Jon Skeet · Answer 4 · Fri Mar 17 2023 02:22:14 GMT+0800 (China Standard Time)

Okay, it looks like this is doable, even though it's a bit of a hassle (and may well make it harder for me to move releasing into the cloud, which I'd hoped to do).

Importantly, "dotnet nuget sign" doesn't sign the assemblies within the package. Instead, we'll need to run:

dotnet build as normal
Then sign each DLL with signtool sign
Build the package with dotnet pack --no-build
Sign the package with dotnet nuget sign

That still doesn't show a digital signature in the nuget file in file properties, although it does show it in NuGet package explorer. I assume that won't be a problem?
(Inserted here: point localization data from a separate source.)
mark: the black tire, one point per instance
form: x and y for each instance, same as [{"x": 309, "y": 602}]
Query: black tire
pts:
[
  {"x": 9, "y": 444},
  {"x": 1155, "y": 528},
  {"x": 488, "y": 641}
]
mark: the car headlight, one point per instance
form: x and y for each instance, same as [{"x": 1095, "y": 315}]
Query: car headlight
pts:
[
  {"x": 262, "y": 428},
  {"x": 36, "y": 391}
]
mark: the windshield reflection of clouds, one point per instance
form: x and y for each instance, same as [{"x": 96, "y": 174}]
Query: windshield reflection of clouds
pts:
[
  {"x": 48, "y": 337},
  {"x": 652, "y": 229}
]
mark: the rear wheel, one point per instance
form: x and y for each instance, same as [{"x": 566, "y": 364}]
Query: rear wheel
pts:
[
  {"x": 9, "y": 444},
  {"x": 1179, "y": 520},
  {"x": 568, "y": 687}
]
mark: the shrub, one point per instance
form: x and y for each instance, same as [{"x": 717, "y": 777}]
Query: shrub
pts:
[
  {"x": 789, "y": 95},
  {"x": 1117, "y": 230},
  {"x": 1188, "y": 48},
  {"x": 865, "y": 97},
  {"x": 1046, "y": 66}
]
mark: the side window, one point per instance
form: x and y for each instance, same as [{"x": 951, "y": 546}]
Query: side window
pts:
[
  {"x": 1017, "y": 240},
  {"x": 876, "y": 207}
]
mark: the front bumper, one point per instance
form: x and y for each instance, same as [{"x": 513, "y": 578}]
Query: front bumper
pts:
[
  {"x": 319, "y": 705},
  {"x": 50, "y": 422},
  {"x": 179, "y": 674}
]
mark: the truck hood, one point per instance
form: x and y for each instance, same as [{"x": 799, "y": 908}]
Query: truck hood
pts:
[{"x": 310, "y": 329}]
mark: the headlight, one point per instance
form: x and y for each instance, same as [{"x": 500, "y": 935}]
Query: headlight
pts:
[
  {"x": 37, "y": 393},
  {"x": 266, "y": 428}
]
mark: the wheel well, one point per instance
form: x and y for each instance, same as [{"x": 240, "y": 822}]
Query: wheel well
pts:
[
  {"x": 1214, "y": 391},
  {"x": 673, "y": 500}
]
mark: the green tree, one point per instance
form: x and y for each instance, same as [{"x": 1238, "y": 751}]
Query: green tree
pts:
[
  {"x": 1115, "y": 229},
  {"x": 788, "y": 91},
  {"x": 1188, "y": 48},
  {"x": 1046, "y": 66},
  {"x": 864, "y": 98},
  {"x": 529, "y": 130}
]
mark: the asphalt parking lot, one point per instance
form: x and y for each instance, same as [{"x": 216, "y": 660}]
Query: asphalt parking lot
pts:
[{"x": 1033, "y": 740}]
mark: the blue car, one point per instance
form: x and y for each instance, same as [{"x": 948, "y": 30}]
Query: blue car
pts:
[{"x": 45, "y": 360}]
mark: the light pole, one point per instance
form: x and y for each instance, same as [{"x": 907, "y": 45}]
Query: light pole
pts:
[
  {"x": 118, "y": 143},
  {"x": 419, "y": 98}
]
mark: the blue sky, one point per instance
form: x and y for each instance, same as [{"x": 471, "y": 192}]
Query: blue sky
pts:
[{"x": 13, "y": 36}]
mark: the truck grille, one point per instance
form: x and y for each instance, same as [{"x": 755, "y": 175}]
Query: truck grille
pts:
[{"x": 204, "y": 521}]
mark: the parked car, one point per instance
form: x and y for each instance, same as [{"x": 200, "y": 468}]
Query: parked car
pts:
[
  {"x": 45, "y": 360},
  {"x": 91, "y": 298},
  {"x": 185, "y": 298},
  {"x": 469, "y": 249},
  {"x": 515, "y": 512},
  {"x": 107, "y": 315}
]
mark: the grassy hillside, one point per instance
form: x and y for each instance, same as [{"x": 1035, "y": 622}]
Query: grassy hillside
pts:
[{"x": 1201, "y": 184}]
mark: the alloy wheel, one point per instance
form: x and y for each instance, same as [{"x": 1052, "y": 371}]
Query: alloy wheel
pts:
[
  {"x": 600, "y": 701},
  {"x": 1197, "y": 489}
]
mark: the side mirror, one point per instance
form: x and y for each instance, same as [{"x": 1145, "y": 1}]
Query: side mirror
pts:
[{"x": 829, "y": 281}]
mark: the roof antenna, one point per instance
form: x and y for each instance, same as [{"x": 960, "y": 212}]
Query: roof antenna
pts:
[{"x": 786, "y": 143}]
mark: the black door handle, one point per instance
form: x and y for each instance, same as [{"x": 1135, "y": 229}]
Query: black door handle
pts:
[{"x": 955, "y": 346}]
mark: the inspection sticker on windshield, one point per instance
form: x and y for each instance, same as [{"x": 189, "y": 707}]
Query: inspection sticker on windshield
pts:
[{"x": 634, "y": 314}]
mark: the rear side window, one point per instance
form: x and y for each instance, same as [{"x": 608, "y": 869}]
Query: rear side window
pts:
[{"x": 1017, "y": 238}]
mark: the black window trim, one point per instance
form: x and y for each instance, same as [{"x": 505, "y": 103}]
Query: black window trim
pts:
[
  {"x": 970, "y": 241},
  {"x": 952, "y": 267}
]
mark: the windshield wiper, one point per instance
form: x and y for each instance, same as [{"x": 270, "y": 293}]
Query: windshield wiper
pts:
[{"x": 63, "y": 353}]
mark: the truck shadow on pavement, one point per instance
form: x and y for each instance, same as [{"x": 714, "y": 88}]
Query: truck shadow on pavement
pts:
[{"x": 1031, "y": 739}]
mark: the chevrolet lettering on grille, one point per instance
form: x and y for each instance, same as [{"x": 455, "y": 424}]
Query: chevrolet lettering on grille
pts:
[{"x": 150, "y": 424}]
We're likely to have a new patch release soon due to TZDB changes, so I'll try to get all of this scripted by then (with confidential stuff in environment variables).

Jon Skeet · Answer 5 · Thu Mar 23 2023 14:48:54 GMT+0800 (China Standard Time)

I've just released NodaTime 3.1.7 NodaTime.Testing 3.1.7, both of which are signed.
I'll close this issue now, but please let me know if anything doesn't look right to you.